According to the Treasury Department, the record-breaking deficit for the 2020 fiscal year – surpassing the previous record of $1.4 trillion in 2009 – was mostly due to hefty spending on pandemic relief efforts aimed at bolstering business and employment after the U.S. economy began to tank in March.
“The increase in the deficit from FY 2019 reflects the effect of Covid-19 on the economy and legislation that created or enhanced programs to protect public health and support hard-hit industries, small businesses, and American individuals and families,” the department said in a statement.
In particular, the deficit was driven by the Coronavirus Preparedness and Response Supplemental Appropriations Act, Families First Coronavirus Response Act, CARES Act and Paycheck Protection Program and Health Care Enhancement Act, all passed by Congress earlier this year.
The soaring deficit is also the result of a 1% decrease in corporate and personal tax revenue, the Treasury Department said. The government banked about $3.4 trillion in tax revenue this year, which is a narrow decrease compared to the revenue garnered in 2019.
To coincide with Friday’s data, Treasury Secretary Steven Mnuchin and Office of Management and Budget Secretary Russ Vought released a joint statement in which they expressed unrestrained praise for President Donald Trump and predicted an economic recovery without providing much evidence.

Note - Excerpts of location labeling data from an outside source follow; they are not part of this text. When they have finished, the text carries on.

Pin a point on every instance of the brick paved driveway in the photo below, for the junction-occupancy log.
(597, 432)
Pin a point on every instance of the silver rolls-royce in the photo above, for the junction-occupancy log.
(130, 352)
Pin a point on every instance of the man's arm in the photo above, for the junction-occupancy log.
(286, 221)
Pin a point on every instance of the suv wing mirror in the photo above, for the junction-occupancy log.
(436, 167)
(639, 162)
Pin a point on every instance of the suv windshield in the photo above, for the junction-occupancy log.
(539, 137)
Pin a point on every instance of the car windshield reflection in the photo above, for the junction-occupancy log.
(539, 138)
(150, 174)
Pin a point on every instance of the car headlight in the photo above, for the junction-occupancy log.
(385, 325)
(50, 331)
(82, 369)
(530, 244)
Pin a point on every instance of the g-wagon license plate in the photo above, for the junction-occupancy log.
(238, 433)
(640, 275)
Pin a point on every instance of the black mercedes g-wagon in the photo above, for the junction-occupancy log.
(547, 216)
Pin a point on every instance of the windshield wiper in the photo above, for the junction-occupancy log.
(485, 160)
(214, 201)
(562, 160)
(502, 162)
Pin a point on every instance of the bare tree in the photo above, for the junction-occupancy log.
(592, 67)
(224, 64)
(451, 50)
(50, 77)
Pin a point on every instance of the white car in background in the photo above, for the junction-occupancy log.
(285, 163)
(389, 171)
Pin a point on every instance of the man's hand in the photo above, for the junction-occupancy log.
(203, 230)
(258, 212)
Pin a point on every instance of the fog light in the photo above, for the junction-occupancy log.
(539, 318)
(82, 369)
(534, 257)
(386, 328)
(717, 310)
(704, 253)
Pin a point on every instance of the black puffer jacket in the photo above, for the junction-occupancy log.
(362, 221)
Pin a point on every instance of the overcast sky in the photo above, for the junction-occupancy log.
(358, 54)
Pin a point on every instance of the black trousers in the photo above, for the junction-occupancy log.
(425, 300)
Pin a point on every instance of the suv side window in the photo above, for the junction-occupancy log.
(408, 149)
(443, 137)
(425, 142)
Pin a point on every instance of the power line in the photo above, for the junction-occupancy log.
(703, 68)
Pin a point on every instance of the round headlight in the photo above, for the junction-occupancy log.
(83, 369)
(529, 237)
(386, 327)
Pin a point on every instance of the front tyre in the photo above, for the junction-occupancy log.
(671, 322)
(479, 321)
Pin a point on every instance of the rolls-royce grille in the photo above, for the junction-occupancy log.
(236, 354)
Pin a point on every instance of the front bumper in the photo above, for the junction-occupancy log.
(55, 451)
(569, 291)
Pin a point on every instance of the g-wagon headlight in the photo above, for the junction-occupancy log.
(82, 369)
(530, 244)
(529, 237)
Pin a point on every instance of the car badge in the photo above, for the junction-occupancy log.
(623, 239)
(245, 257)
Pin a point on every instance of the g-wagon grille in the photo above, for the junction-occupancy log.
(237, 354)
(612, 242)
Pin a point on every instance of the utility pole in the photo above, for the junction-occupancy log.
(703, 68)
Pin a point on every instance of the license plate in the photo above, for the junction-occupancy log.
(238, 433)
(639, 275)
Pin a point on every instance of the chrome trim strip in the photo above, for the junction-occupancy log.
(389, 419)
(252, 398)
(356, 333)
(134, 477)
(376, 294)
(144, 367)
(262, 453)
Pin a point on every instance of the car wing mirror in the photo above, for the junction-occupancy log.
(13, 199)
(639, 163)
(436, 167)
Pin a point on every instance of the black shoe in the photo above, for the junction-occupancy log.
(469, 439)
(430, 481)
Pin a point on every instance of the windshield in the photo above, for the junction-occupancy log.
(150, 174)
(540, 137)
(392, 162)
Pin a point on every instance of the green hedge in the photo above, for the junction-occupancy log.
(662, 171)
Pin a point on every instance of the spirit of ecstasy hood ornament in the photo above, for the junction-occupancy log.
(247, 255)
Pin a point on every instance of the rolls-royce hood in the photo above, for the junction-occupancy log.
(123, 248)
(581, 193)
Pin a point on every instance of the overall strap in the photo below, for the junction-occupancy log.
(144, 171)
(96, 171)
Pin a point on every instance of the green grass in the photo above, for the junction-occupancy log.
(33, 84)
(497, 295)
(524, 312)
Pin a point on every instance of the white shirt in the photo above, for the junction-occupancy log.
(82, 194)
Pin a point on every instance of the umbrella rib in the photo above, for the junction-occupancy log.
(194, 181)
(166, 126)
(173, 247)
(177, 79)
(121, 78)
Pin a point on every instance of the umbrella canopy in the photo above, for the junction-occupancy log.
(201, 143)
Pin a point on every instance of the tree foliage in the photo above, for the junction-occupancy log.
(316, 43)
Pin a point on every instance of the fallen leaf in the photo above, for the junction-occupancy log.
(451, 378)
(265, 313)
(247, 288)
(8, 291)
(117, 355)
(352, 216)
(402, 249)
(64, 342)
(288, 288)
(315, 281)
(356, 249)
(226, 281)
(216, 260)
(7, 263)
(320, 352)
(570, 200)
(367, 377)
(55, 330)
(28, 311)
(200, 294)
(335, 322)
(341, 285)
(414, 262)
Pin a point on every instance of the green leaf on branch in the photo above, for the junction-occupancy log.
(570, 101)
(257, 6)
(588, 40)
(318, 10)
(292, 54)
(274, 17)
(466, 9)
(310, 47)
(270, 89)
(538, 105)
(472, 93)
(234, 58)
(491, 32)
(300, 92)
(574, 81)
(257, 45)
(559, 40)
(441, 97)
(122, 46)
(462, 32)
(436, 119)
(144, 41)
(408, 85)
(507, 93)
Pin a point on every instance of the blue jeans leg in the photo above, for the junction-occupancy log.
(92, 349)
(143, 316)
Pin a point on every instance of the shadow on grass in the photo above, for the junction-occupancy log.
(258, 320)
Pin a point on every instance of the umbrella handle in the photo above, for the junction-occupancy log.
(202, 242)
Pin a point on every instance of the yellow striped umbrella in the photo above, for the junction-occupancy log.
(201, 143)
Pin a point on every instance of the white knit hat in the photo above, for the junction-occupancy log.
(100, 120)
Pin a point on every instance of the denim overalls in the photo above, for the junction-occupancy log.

Mnuchin said the bipartisan CARES Act and “President Trump’s pro-growth policies” are contributing to a “strong economic rebound.”
When Trump took office in 2016, he vowed to erase the federal government’s overall debt within two terms. But the debt has since increased from about $14.4 trillion to around $21 trillion.
As the Trump administration officials pointed out on Friday, federal debt was on the rise before the virus struck the U.S. economy.
“As the country continues to open up and this administration pursues its pro-growth agenda, our economy will continue its robust recovery, sending Americans back to work and improving our fiscal picture,” Vought wrote in the statement.
Now, Congress is in the midst of contentious negotiations over a new coronavirus relief package. Democrats are seeking more than $2 trillion for the next round of aid out of Washington, but Senate Republicans are increasingly reluctant. It is unlikely a deal will get done before the Nov. 3 election.